Engertsberger: Wir haben ein großes Projekt, Neuhofen 2020, das ist nicht von Politikern erdacht, sondern vom hohen geistigen Potential der Neuhofner Bevölkerung. Das gibt es seit 2009 und hat festgelegt, wie soll 2020 Neuhofen aussehen, wie viel Einwohner soll es haben, wie schaut es mit der Wirtschaft aus, mit den Schulen usw. Das gesamte Projekt wurde leider vom Gemeinderat nicht beschlossen, nur einzelne Projekte Schritt für Schritt. Ich habe da eine andere Meinung gehabt und gesagt, wenn sich die Bevölkerung schon die Arbeit macht und auch privat finanziert, dann ist das ein Kopfstoß wenn das nicht beschlossen wird. Ich habe mich jedenfalls bemüht, nach diesem Konzept zu handeln und damit sind wir ganz gut gefahren. Es geht da auch um Umwidmungen von Flächen, was dann nicht gemacht wird, wenn es von Neuhofen 2020 als schützenswerte Fläche ausgewiesen wurde. 

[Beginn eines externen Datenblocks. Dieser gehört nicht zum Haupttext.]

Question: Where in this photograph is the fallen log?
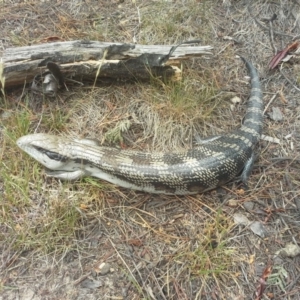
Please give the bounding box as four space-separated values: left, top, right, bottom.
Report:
0 40 212 88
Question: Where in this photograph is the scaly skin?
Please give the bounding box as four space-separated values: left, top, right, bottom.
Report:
17 58 263 195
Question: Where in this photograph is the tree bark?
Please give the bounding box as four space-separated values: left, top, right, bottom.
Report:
0 40 212 88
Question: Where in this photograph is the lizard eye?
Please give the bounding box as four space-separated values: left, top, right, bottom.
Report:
44 150 68 162
34 146 68 162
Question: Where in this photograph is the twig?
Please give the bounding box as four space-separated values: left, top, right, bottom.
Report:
247 3 294 39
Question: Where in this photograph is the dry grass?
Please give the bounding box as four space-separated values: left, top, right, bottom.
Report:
0 0 300 299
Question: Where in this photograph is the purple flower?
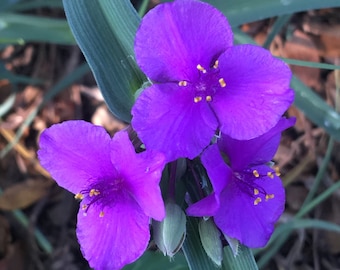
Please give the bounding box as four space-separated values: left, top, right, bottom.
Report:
187 118 295 248
132 0 294 161
38 121 165 269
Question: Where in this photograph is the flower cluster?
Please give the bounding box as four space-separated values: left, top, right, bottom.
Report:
38 0 295 269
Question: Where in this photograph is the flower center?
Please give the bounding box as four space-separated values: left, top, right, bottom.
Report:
178 60 227 103
74 179 122 217
234 167 281 206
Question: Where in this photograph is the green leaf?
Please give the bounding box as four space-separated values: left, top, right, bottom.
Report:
205 0 340 26
222 245 258 270
182 217 258 270
291 76 340 140
63 0 146 122
0 12 75 45
123 251 188 270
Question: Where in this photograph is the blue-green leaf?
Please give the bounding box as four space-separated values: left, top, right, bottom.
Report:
63 0 146 122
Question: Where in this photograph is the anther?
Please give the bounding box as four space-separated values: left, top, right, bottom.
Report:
274 167 281 176
218 78 227 87
253 170 260 177
266 194 275 201
74 193 84 200
194 97 202 103
267 172 274 179
178 81 188 86
89 188 100 197
254 197 262 205
196 64 207 73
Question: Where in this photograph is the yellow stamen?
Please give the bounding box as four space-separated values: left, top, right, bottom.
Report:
194 97 202 103
218 78 227 87
267 172 274 179
196 64 207 73
254 197 262 205
74 193 84 200
90 188 100 197
178 81 188 86
266 194 275 201
274 167 281 176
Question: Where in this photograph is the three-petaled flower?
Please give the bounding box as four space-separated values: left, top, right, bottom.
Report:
38 121 165 269
132 0 293 161
187 118 295 248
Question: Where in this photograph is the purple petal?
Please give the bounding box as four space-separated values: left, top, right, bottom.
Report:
218 118 296 171
38 121 116 193
186 144 232 217
77 193 150 270
212 45 294 140
135 0 233 82
132 83 217 162
214 163 285 248
111 131 165 221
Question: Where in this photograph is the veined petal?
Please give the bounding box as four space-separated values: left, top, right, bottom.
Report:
211 45 294 140
135 0 233 82
38 121 116 193
111 131 165 221
218 118 296 171
132 83 217 162
77 194 150 270
214 165 285 248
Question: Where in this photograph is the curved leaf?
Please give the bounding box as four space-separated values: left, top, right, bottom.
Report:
63 0 146 122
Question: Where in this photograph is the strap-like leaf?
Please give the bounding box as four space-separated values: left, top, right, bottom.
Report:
63 0 146 122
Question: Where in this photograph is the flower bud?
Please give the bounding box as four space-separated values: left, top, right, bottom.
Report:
198 218 223 266
152 202 186 257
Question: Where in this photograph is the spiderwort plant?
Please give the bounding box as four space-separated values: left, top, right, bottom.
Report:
38 121 165 269
187 118 295 248
132 0 293 161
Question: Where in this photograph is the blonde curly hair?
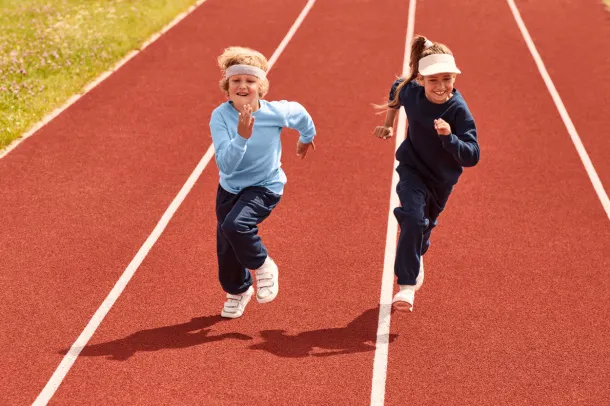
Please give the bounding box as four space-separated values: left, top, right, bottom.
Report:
218 47 269 98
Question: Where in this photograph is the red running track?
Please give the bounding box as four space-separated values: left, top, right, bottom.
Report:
0 0 610 405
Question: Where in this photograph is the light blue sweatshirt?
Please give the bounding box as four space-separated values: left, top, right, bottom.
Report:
210 100 316 195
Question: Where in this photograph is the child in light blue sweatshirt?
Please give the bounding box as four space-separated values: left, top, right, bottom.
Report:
210 47 316 318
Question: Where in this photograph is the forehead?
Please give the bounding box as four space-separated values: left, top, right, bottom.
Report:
424 73 455 80
229 75 258 80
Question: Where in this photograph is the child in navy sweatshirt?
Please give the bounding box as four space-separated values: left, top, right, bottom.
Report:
374 36 480 311
210 47 316 318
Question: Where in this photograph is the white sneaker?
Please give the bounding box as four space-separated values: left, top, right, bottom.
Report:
254 256 280 303
392 285 416 312
415 264 424 290
220 286 254 319
392 264 424 312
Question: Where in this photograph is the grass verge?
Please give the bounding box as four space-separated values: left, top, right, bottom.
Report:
0 0 196 151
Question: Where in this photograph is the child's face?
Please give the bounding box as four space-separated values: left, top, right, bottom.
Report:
417 73 456 104
229 75 260 108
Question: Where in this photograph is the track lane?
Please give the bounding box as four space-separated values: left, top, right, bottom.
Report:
508 1 610 217
45 1 407 405
0 1 296 404
385 1 610 405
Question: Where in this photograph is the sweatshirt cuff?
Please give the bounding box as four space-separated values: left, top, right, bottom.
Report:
299 133 316 144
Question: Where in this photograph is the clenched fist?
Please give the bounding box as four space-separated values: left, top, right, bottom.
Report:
373 125 394 140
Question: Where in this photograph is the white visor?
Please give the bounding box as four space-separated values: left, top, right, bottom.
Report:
419 54 462 76
225 65 266 80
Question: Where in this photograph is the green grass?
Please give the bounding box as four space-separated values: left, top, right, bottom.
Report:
0 0 196 150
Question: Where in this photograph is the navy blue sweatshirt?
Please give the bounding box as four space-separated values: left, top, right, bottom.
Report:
390 79 479 185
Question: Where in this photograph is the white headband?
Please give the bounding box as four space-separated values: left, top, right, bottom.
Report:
225 65 267 80
419 54 462 76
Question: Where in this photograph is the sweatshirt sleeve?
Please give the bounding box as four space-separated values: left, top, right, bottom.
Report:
210 110 248 175
439 109 480 167
285 102 316 144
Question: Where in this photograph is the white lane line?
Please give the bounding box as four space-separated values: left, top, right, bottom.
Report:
507 0 610 220
32 0 315 406
0 0 206 159
371 0 416 406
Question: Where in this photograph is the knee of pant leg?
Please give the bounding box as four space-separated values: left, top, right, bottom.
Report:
220 217 245 236
394 207 428 229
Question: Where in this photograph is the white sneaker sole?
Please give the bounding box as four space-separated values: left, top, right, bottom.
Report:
220 286 254 319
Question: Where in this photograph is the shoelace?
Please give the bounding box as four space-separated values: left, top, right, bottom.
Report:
225 294 242 310
256 271 273 288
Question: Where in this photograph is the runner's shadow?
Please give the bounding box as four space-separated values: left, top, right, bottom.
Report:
60 315 252 361
248 307 398 358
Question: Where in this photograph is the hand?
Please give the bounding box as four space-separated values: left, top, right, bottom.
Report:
297 141 316 159
434 118 451 135
373 125 394 140
237 104 254 139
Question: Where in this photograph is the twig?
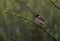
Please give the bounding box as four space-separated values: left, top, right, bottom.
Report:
17 16 57 41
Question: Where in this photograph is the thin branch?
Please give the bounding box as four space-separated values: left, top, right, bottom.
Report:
49 0 60 10
17 16 57 41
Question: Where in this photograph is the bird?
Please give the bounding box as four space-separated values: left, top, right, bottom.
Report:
35 14 45 25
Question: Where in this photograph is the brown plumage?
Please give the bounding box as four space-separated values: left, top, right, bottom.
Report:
35 15 45 25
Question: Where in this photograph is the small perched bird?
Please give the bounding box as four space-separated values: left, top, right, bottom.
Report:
35 15 45 25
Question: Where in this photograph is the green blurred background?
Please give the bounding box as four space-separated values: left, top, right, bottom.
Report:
0 0 60 41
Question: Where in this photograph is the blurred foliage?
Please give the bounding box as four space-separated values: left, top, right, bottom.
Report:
0 0 60 41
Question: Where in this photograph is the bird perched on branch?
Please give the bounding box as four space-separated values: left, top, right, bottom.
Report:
35 15 45 25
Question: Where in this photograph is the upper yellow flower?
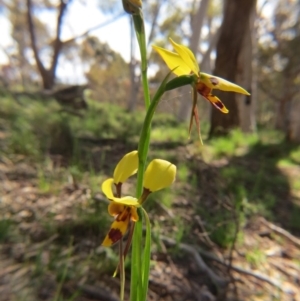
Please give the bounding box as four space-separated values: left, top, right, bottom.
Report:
152 39 250 113
101 151 176 246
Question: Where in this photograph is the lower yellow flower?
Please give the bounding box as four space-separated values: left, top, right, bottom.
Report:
102 198 139 247
101 151 176 247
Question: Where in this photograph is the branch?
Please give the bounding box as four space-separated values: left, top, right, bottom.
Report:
50 0 69 73
27 0 46 74
160 236 291 294
61 12 126 46
260 217 300 248
160 236 229 289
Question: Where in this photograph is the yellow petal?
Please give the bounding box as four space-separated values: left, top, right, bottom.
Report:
143 159 176 192
101 178 114 200
112 196 141 207
169 38 200 75
114 151 139 184
102 215 130 247
152 45 191 76
200 72 250 95
202 94 229 114
108 202 124 216
131 207 139 222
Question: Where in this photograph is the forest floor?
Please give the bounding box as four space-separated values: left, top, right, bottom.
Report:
0 98 300 301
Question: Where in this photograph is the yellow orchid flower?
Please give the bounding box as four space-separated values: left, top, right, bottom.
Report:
152 38 250 143
101 151 176 247
102 178 140 247
152 38 250 113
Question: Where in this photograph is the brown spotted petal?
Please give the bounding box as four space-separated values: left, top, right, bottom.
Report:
102 214 130 247
202 94 229 114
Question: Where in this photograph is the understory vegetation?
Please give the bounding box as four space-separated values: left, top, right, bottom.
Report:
0 96 300 301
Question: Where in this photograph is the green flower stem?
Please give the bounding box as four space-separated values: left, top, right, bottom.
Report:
132 10 150 109
130 72 175 301
130 10 151 301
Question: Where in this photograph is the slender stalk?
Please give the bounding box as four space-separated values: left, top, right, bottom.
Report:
132 11 150 109
130 11 151 301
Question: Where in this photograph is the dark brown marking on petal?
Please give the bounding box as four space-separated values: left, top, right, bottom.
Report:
197 82 211 97
107 228 123 244
209 77 219 86
214 101 224 110
115 182 122 198
116 206 131 222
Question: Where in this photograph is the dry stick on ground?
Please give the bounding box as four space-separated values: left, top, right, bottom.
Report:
160 236 229 289
260 217 300 248
78 284 120 301
160 236 291 294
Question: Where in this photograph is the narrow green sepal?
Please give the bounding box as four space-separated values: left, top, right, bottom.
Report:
165 74 197 91
122 0 142 15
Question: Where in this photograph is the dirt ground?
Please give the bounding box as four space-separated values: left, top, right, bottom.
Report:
0 152 300 301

Tips: Wie wird die Entwicklung weitergehen?

Engertsberger: Es wird demnächst für die nächsten zehn Jahre das örtliche Entwicklungskonzept entstehen, da wird geschaut, wieviel Betriebs- und Wohnansiedelung verträgt die Marktgemeinde. Wir haben einen extremen Zuzug, sind die am stärksten wachsende Gemeinde im Bezirk. Da steigen wir auf die Bremse, dass nicht alles umgewidmet wird weil die Baugründe sehr teuer sind. Seit ich Bürgermeister bin, wird nur noch umgewidmet, wenn der Grundeigentümer mit zahlt. Weil er hat einen Wertgewinn und die öffentliche Hand zahlt ihm dann Kanal, Beleuchtung und Straße, mit der Zeit kann sich das die Gemeinde nicht mehr leisten. Wenn jetzt umgewidmet wird, besteht zudem Bauzwang. Nach drei Jahren muss der Baubescheid da sein und nach sechs Jahren das Haus stehen und es muss ein Infrastrukturbeitrag bezahlt werden.

Tips: Mit dem Forum ist Neuhofen kulturell gut aufgestellt. Was tut sich dort in nächster Zeit?

Engertsberger: Wir wollen uns als Kinder-Kulturzentrum etablieren und hatten in den letzten zwei Jahren Kinderkulturveranstaltungen gehabt. Da sind auch die Kindergärten gekommen und die sind sehr gut angekommen. Das gibt es sonst nirgends. Aber natürlich haben wir nicht ausschließlich Programm für Kinder, wir schauen auch, dass wir pro Halbjahr drei bis vier hochwertige Veranstaltungen für die Allgemeinheit haben. 

Tips: Was tut sich bei den Vereinen in der Gemeinde?

Engertsberger: Jetzt ist bald der Bürgermeisterempfang, den gib es seit ich Bürgermeister bin. Andere Gemeinden machen den für die Wirtschaft, ich mache es für die Freiwilligen in den Vereinen. Rettung, Feuerwehr und die aktiven Vereine, die sich auch ums soziale Leben im Ort kümmern, Feste ausrichten, den Maibaum aufstellen oder ähnliches. Personen, die sich da besonders engagieren, bekommen von mir eine Dank- und Anerkennungsauszeichnung. Damit haben sie auch freien Zugang zu den Gemeindeveranstaltungen und das kommt recht gut an. Aber auch die Wirtschaftstreibenden, die etwa die lange Einkaufsnacht organisieren, da ist bei uns immer der Bär los, die werden dort auch geehrt und eingeladen.